Un boulevard après la crise sanitaire
La crise sanitaire lui a redonné un boulevard, il faut dire. “Durant les années 2020 (période Covid à partir de mars-avril 2020) et 2021, le 'Pilier PME' du fisc ne pouvait que contrôler en Isoc (impôt des sociétés), en IPP (impôt des personnes physiques) et en TVA que sur les fraudes au chiffre d’affaires des années 2019 et 2018, soit des fraudes antérieures au Covid. Et si on a ralenti les contrôles fiscaux opérés durant 2020 en partie et complètement en 2021, cela a donc permis à des fraudeurs 'antérieurs' de ne pas être inquiétés”, résume notre expert du SPF Finances. Pour lutter contre la SCE, le secteur horeca, pourtant particulièrement soutenu depuis des années et des années (baisse de cotisations, baisse de TVA, flexi-jobs, travail étudiant élargi, etc.), a un temps déposé recours sur recours contre ce mécanisme. “On n’est plus dans cette vision des choses. Nous souhaitons un secteur propre, prôner l’économie blanche, vivre avec notre temps. On ne peut pas se plaindre d’un manque de crédit des autorités et de l’administration sans changer de mentalité”, lance la présidente de la fédération Horeca Bruxelles. Qui a une proposition, adressée au fédéral : “la prime 'SCE'(prime sous la forme de baisse de cotisations sociales en cas d’installation, NdlR) se monte à 500 euros par travailleur et par trimestre.
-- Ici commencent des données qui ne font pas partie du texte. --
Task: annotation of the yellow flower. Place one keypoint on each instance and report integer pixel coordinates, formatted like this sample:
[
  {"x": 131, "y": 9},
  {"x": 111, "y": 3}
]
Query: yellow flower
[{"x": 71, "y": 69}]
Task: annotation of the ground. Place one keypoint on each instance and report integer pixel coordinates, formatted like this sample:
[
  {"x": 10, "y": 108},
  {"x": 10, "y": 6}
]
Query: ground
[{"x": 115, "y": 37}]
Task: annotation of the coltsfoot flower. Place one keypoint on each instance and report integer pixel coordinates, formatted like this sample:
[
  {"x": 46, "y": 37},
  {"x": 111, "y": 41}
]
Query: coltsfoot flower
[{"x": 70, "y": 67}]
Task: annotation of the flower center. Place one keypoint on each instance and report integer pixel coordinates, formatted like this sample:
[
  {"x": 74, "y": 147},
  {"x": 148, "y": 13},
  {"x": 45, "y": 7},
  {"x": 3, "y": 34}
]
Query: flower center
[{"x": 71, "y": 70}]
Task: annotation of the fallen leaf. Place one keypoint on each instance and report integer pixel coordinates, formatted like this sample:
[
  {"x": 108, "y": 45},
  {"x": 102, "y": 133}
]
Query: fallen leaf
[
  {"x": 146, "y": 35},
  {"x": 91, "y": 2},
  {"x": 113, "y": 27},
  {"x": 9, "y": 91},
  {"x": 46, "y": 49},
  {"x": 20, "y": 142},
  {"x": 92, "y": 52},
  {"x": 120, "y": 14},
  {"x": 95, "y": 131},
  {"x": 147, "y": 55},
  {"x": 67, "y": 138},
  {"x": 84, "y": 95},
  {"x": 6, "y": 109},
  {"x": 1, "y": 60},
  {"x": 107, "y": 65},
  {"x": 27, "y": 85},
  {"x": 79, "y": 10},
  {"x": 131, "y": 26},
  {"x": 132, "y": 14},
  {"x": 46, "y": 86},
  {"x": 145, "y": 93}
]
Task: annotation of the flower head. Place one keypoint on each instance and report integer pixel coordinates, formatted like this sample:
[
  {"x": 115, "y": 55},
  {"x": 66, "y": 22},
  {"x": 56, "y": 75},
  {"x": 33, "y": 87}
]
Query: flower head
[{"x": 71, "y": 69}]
En la faisant grimper à 1 000 euros, cela coûterait d’après nous 352 millions d’euros, mais rapporterait en cotisations, etc., 393 millions d’euros. Nous ne quémandons rien, mais nous pensons que cela pourrait assainir un secteur, qui est, quoi qu’on en dise, un beau secteur avec du travail de qualité, souvent artisanal”, conclut Ludivine de Magnanville.